Bir devletin datalarının çalınması büyük güvenlik açığı olduğu gibi, uluslararası camiada da Türkiye dalgası konusu oldu.
Tüm bilgilerimiz başkalarının elinde, internet ortamında; isteyen herkesin ulaşabileceği noktada. Bu noktada halkın güvenliği büyük derece tehlikeye girdi.
Bakınız:
“Uluslararası haber sitelerinden edinilen bilgilere göre; geçtiğimiz pazar günü, 2010 yılından önce çalındığı düşünülen yaklaşık 50 milyon vatandaşa ait temel kimlik bilgilerini içeren 7 GB büyüklüğünde bir veri tabanı Romanya kökenli bir siteye yüklendi. Romanya merkezli siteden ise dünyanın dört bir yanına dağıldı.” (“50 milyon vatandaşın kimlik bilgileri internette!”, Sözcü, 6 Nisan 2016)

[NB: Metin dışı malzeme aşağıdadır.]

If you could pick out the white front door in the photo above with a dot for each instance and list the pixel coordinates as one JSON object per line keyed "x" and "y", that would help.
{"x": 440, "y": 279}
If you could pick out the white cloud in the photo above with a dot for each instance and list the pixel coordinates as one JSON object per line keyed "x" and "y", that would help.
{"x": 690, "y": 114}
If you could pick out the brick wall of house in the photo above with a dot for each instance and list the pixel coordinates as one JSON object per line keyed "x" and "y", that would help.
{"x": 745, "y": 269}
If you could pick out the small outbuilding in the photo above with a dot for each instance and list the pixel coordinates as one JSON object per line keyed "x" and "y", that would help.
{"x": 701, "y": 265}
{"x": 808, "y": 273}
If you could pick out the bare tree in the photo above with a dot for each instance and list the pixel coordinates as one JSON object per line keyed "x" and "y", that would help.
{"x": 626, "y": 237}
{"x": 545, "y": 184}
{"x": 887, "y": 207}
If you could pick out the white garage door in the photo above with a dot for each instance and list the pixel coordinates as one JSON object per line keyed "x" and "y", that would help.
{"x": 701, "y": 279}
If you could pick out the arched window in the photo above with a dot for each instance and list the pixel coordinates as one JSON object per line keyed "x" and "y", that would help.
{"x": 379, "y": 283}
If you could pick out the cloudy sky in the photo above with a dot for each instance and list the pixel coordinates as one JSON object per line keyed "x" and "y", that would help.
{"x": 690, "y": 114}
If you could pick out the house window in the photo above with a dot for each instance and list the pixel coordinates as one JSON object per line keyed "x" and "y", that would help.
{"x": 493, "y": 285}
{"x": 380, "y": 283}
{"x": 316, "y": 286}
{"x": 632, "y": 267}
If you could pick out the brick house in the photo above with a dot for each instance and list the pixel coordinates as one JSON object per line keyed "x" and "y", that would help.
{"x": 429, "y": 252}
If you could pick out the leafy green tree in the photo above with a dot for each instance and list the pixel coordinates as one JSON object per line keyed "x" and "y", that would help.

Eski Başbakan Binalı Yıldırım’a göre önemsiz bir şeydi Mernis Datalarının sızdırılması. Çok önemsiz!
Değil mi?
Hâlâ sızdırılmalar olduğu biliniyor ve görülüyor. Bunlarla farklı şeyler ve önemli şeyler yapılabildiği biliniyor. Yani ben bu konulara girmiyorum zâten uğraşmışta değilim.
Gelgelelim, siber zorbalık olayına.
2010 datalarının sızdırılmasından sonra, internette düşen 2010 datalarını herkes indirdi ve kullandı belli amaçlar için bundan biri siber zorbalık içindi.
Bu datalar 18 yaş küçük çocukların eline geçti ve kendi akranlarına, büyüklerine ve ya küçüklerine zorbalık yapmaya başladılar.
Çünkü datalara sorgu gönderiyor ve geri alıyorlardı. Yani; Benim adımı, soyadımı, doğum tarihim gibi genel bilgilerimi bilen kişiler TC Kimliğime uluşabiliyorlardı. Hâlâ böyle.
Bu da internette siber zorbalığa sebebiyet verdi, meselâ:
- Adreslere gönderilen binlerce sipariş,
- annelerini arayıp küfür etmeler,
- ailelerin fotoğraflarıyla dalga geçmeler ve yaymalar,
- evini taşlama,
- ya da üstüne şirket açma olayları vesâire..
Bu olaylar internette takılan çocuklar için kâbus hâline geldi. Gerçektende öyleydi. Bu data ve sorgu programı elinde olan, gıcık olduğu birinin adından ve soyadından, gerekirse doğum tarihinden her şeyini çıkarabiliyordu.
Hâlâ daha dataların sızdırılması olayı sürüyor. Fatih Portakal, 2022 Nisan’ında yaptığı bir konuşmasında “İddia değil gerçek, bilgilerimiz çalındı” demişti.
Ayrıca kendisinin bilgilerinin çalındığının, kendisinin aranıp tehdit edildiğini de söylemişti.
Yani bilgilerimiz bu modern çağda, herkesin elinde!
Bilginin, datanın çok önemli olduğu, güvenlik açığı olduğu bu dönemde Türkiye’nin düştüğü hâle bakın!
***
Yetkililerin hâlâ bunla ilgili yaptığı bir şey yok.
Halkında tepkisi yok. Çok önemli bir konu bu.
Koskoca Türkiye Cumhuriyeti kendi datalarını koruyamıyorsa, o zaman datasını internette yüklemeyecek.
Kimse sizin yüzünüzden zorbalığa uğramak zorunda değil.